Relative BC200 RNA levels decrease in dendrites but increase in somata. This divergent expression affects microtubule-dependent transport and could contribute to axonal and dendritic blockage that may be early events in AD. It could eventually contribute to local Aβ generation and subsequent amyloid deposition.24,68 Another group found that BC200 RNA is not affected under apoptotic conditions in vitro and hypothesized that BC200 is only involved in necrosis rather than apoptosis.22

NAT-Rad18

Apoptosis is the main form of programmed cell death, and excessive apoptosis causes progressive cell loss that contributes to many neurodegenerative disorders, including AD. Rad18 is a member of the Rad6 epistasis group, which is responsible for postreplication repair. NAT-Rad18 genes encode for natural antisense transcripts against Rad18, encoding a spectrum of DNA-damaging agents. There is a counterbalanced relationship between Rad18 and NAT-Rad18 in both mRNA and protein level, with Rad18 showing a low expression level. NAT-Rad18 is differentially up-regulated expressed in brain tissues especially cortical neurons following exposure to Aβ. Collectively, this evidence indicates that NAT-Rad18 may be involved in AD via its effects on DNA repair system.69

Conclusion

Almost all lncRNAs related to AD have been listed in this review, but investigation into this field is in the early stage.

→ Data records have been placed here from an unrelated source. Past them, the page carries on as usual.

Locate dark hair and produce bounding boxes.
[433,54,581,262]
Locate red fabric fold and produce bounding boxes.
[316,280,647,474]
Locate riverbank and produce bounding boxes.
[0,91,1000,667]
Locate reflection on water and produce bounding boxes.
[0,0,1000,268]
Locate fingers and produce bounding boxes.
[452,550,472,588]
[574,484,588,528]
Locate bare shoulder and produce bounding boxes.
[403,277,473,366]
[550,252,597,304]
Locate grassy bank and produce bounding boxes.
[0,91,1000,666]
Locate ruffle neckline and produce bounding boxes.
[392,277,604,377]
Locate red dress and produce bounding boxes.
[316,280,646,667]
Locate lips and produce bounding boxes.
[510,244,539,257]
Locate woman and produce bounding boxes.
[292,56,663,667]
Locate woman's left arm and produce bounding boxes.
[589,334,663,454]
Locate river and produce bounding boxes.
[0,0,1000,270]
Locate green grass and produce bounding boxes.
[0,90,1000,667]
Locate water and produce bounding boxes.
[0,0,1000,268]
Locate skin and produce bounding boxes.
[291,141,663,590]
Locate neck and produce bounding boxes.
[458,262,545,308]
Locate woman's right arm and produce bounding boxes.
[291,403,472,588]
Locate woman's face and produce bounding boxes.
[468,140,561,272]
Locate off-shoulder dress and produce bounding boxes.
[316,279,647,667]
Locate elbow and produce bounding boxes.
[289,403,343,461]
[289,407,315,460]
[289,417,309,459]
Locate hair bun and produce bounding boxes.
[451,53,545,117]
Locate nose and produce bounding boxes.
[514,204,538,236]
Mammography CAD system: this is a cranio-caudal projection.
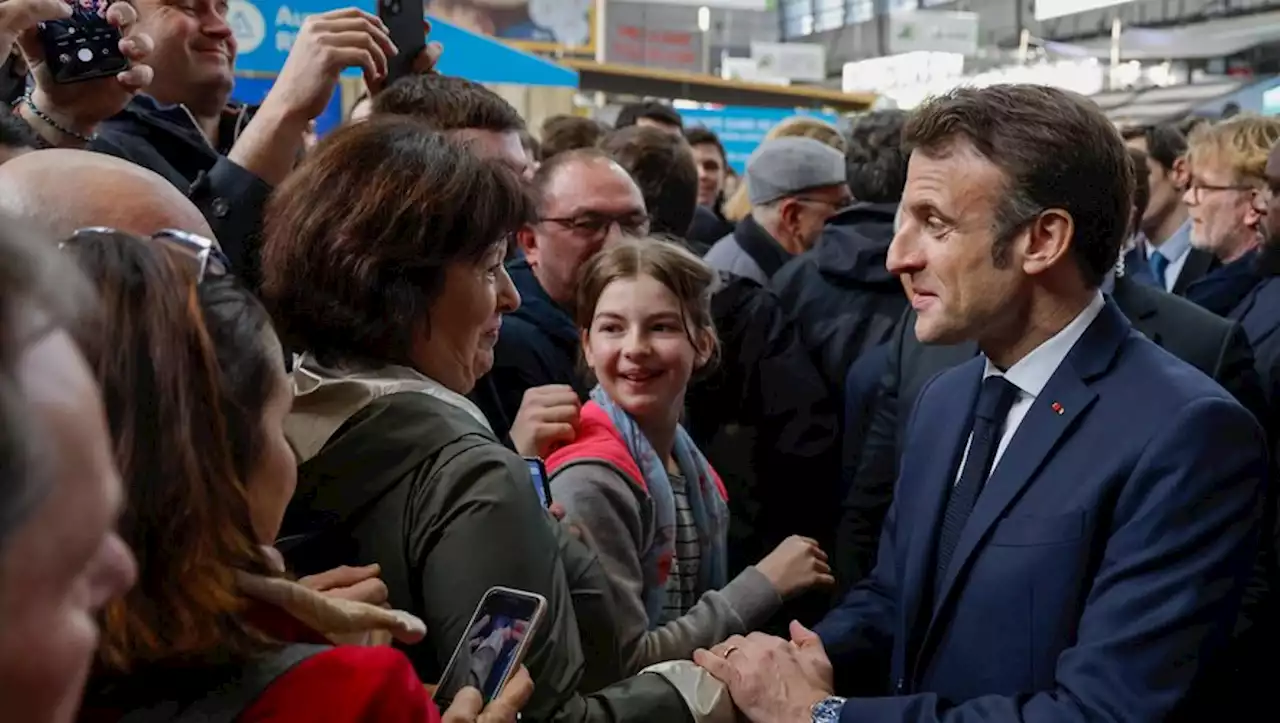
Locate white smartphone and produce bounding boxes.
[435,587,547,710]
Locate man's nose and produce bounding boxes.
[884,225,920,275]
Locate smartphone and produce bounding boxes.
[378,0,426,86]
[37,0,129,83]
[435,587,547,710]
[525,457,552,507]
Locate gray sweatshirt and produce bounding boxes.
[550,459,782,674]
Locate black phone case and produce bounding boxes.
[40,4,129,83]
[378,0,426,86]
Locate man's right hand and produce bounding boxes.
[511,384,582,457]
[262,8,396,125]
[443,667,534,723]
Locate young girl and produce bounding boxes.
[547,239,832,672]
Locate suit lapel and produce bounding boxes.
[895,358,986,660]
[1111,276,1164,347]
[920,302,1132,660]
[1174,248,1216,296]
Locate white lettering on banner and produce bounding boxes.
[227,0,266,54]
[267,5,317,52]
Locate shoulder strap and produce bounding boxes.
[119,642,333,723]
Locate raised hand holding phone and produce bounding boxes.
[15,0,154,146]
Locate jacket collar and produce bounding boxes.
[507,258,579,349]
[733,214,791,279]
[285,354,493,465]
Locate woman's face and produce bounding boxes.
[246,329,298,545]
[582,275,710,422]
[413,242,520,394]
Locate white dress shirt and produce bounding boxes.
[955,292,1105,482]
[1143,219,1192,293]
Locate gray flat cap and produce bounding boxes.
[746,138,846,206]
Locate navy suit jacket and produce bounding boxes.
[818,302,1267,723]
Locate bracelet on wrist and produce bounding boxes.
[22,91,97,143]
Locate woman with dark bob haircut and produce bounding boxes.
[64,229,515,723]
[262,115,687,720]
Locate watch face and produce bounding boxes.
[813,696,845,723]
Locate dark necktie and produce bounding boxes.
[1147,251,1169,288]
[933,376,1018,595]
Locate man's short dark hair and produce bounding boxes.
[1129,148,1151,234]
[600,125,698,238]
[372,73,525,133]
[1120,123,1187,171]
[845,110,908,203]
[543,114,609,161]
[902,84,1134,288]
[262,115,534,366]
[685,125,728,168]
[0,216,96,545]
[613,100,685,131]
[0,110,36,148]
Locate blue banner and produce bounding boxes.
[227,0,577,88]
[227,0,343,73]
[680,106,840,175]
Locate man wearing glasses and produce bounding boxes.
[1183,116,1280,317]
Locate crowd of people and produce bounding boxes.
[0,0,1280,723]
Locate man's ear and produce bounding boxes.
[516,225,538,266]
[1172,156,1192,191]
[1244,198,1267,233]
[1023,209,1075,276]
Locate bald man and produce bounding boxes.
[0,148,214,238]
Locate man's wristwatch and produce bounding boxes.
[809,695,845,723]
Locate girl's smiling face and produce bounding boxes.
[582,275,714,425]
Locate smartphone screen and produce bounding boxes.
[378,0,426,86]
[38,0,129,83]
[435,587,547,708]
[525,457,552,507]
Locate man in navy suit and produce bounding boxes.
[695,86,1267,723]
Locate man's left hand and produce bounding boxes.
[366,20,444,96]
[694,622,833,723]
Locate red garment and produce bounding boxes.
[78,604,440,723]
[237,605,440,723]
[547,402,728,499]
[237,645,440,723]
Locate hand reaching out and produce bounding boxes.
[511,384,582,457]
[755,535,836,600]
[298,564,390,605]
[443,667,534,723]
[694,622,833,723]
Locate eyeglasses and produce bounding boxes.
[538,214,649,239]
[1253,184,1276,214]
[58,226,232,284]
[1187,178,1257,203]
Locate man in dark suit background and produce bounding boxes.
[1123,123,1217,296]
[695,86,1267,723]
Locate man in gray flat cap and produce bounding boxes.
[705,138,852,284]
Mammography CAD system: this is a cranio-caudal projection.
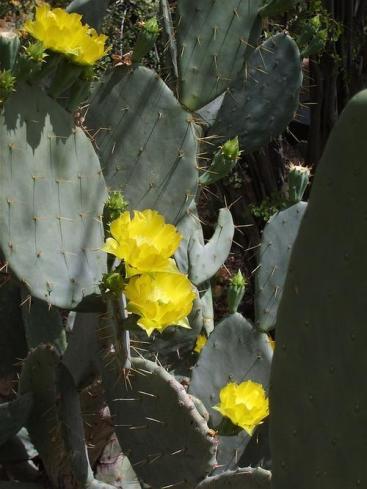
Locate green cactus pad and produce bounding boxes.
[259,0,305,17]
[62,313,99,388]
[176,0,262,111]
[0,82,106,309]
[86,66,198,222]
[255,202,307,331]
[102,352,215,489]
[19,345,70,487]
[0,274,28,379]
[188,208,234,285]
[270,91,367,489]
[209,33,302,152]
[19,345,111,489]
[0,481,46,489]
[189,313,272,470]
[0,393,33,445]
[196,467,271,489]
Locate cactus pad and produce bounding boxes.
[209,33,302,152]
[0,82,106,309]
[189,313,272,470]
[176,0,262,111]
[86,66,198,222]
[270,91,367,489]
[102,354,215,488]
[255,202,307,331]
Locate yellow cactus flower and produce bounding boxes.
[268,334,275,351]
[194,334,208,353]
[102,209,182,277]
[213,380,269,435]
[24,3,107,66]
[125,272,196,336]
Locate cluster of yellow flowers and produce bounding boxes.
[103,209,196,336]
[214,380,269,435]
[24,3,107,66]
[103,209,269,435]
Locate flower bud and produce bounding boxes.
[288,165,311,204]
[227,270,247,314]
[103,191,128,234]
[101,272,124,297]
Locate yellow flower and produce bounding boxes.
[213,380,269,435]
[102,209,182,277]
[194,334,208,353]
[125,272,195,336]
[24,3,107,65]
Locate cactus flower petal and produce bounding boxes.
[214,380,269,435]
[125,272,196,336]
[103,209,182,277]
[24,3,107,66]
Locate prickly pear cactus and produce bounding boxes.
[86,65,199,222]
[209,33,302,152]
[270,91,367,489]
[255,202,307,331]
[0,393,33,445]
[102,342,216,488]
[0,85,106,309]
[189,313,272,471]
[176,0,262,111]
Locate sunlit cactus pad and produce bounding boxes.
[86,66,198,222]
[0,82,106,308]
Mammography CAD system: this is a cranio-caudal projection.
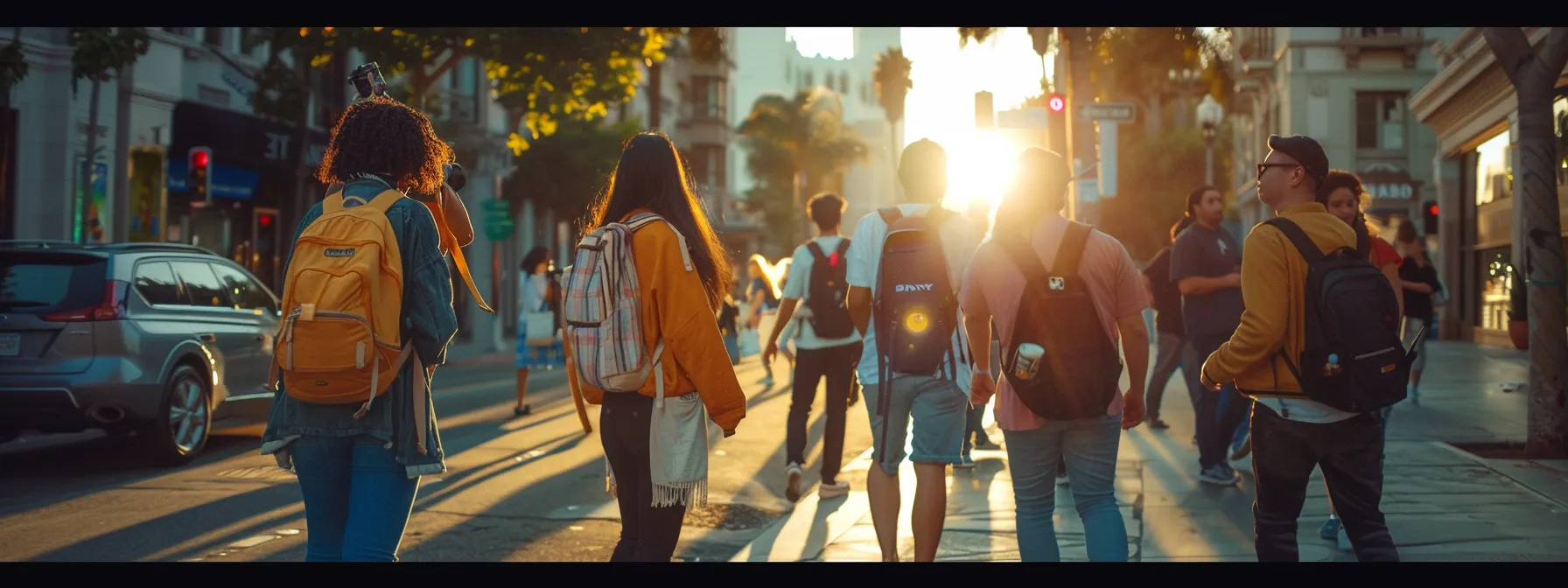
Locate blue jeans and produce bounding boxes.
[1002,416,1127,562]
[291,436,418,562]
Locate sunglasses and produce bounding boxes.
[1257,163,1301,178]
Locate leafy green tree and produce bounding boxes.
[71,26,150,240]
[737,87,869,245]
[0,26,26,108]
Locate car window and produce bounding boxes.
[136,262,190,304]
[212,263,277,313]
[170,262,234,307]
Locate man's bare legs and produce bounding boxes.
[909,463,947,562]
[865,464,947,562]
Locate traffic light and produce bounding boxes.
[185,147,212,202]
[1046,93,1068,157]
[976,93,996,129]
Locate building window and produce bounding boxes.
[687,144,726,189]
[1475,246,1515,331]
[1361,26,1402,38]
[1356,93,1406,150]
[1475,132,1513,206]
[691,75,729,121]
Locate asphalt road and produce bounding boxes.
[0,353,871,562]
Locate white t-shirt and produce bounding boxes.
[780,235,861,350]
[847,204,980,394]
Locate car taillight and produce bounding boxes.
[44,279,130,323]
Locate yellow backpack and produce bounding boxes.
[273,190,414,418]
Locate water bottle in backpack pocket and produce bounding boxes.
[1264,218,1416,412]
[998,221,1123,420]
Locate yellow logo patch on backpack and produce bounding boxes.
[273,190,412,418]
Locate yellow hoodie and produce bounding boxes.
[1202,202,1356,396]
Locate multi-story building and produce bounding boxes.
[727,26,903,244]
[1411,26,1568,345]
[1222,26,1461,241]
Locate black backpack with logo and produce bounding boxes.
[806,238,855,339]
[1264,218,1425,412]
[998,221,1123,420]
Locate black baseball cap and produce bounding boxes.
[1269,135,1328,185]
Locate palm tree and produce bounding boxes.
[872,47,914,198]
[735,87,867,248]
[1481,26,1568,459]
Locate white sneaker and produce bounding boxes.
[817,480,850,500]
[784,461,802,501]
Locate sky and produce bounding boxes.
[786,26,1041,210]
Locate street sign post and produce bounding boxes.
[481,200,514,242]
[1079,102,1137,122]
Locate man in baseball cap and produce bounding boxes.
[1200,135,1398,562]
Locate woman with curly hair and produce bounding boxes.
[262,97,461,562]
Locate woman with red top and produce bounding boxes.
[1317,170,1405,541]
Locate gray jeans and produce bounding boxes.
[1143,332,1196,418]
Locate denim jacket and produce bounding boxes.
[262,177,458,479]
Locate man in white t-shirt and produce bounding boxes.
[848,139,978,562]
[762,192,861,501]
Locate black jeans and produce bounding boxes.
[784,345,855,485]
[1184,340,1253,469]
[599,392,685,562]
[1251,403,1398,562]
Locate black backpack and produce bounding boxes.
[998,221,1123,420]
[1264,218,1416,412]
[872,206,964,461]
[806,238,855,339]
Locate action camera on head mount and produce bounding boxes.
[348,61,469,192]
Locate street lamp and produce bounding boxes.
[1198,94,1225,185]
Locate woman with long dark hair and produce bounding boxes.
[511,246,563,417]
[584,132,746,562]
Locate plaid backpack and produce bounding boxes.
[562,214,691,392]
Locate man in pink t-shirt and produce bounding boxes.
[960,147,1150,562]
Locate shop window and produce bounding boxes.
[1475,130,1513,206]
[1356,93,1408,150]
[1475,248,1524,331]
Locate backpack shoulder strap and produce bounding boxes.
[1264,216,1323,265]
[1051,221,1095,276]
[877,207,903,228]
[806,238,828,262]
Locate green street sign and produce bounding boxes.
[480,200,516,242]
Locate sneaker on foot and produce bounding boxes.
[1231,436,1253,459]
[1317,514,1346,541]
[1198,464,1242,486]
[784,461,802,501]
[817,480,850,500]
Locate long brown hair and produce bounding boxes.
[584,130,734,309]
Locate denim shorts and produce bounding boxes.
[864,376,969,473]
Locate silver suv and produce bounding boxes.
[0,242,279,466]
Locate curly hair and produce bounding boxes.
[315,97,453,194]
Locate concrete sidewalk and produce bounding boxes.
[734,342,1568,562]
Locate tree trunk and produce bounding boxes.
[112,66,136,243]
[72,80,102,243]
[293,57,320,222]
[1483,26,1568,459]
[648,63,665,129]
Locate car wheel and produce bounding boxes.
[136,366,212,466]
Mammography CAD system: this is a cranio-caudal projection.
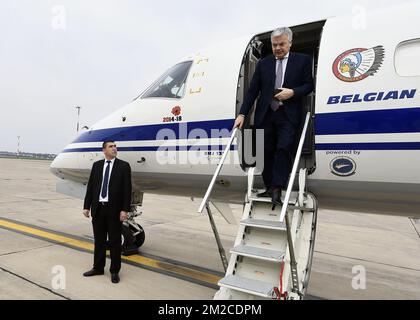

Since AD was first reported, a century passed before the discovery of basic molecular mechanism. Unquestionably, new information about lncRNAs may light a new beacon in the search for AD treatments. Depending on the mechanism of AD, BACE1-AS, 17A, 51A, and NDM29 directly or indirectly increase Aβ formation and/or the Aβx-42/Aβx-40 ratio. The roles of BC200 and NAT-Rad18 are different. BC200 modulates local protein synthesis to maintain long-term synaptic plasticity. NAT-Rad18 is implicated in apoptosis, while BC200 is only involved in necrosis. As the lncRNA field continues to develop, we still need to elucidate how lncRNAs operate at the molecular and cellular levels. Most recent studies suggest that lncRNAs are desirable candidates in the ongoing quest for AD biomarkers and could help identify rational therapeutic strategies. An enhanced understanding of lncRNA biology could open more avenues to early AD diagnosis and treatment.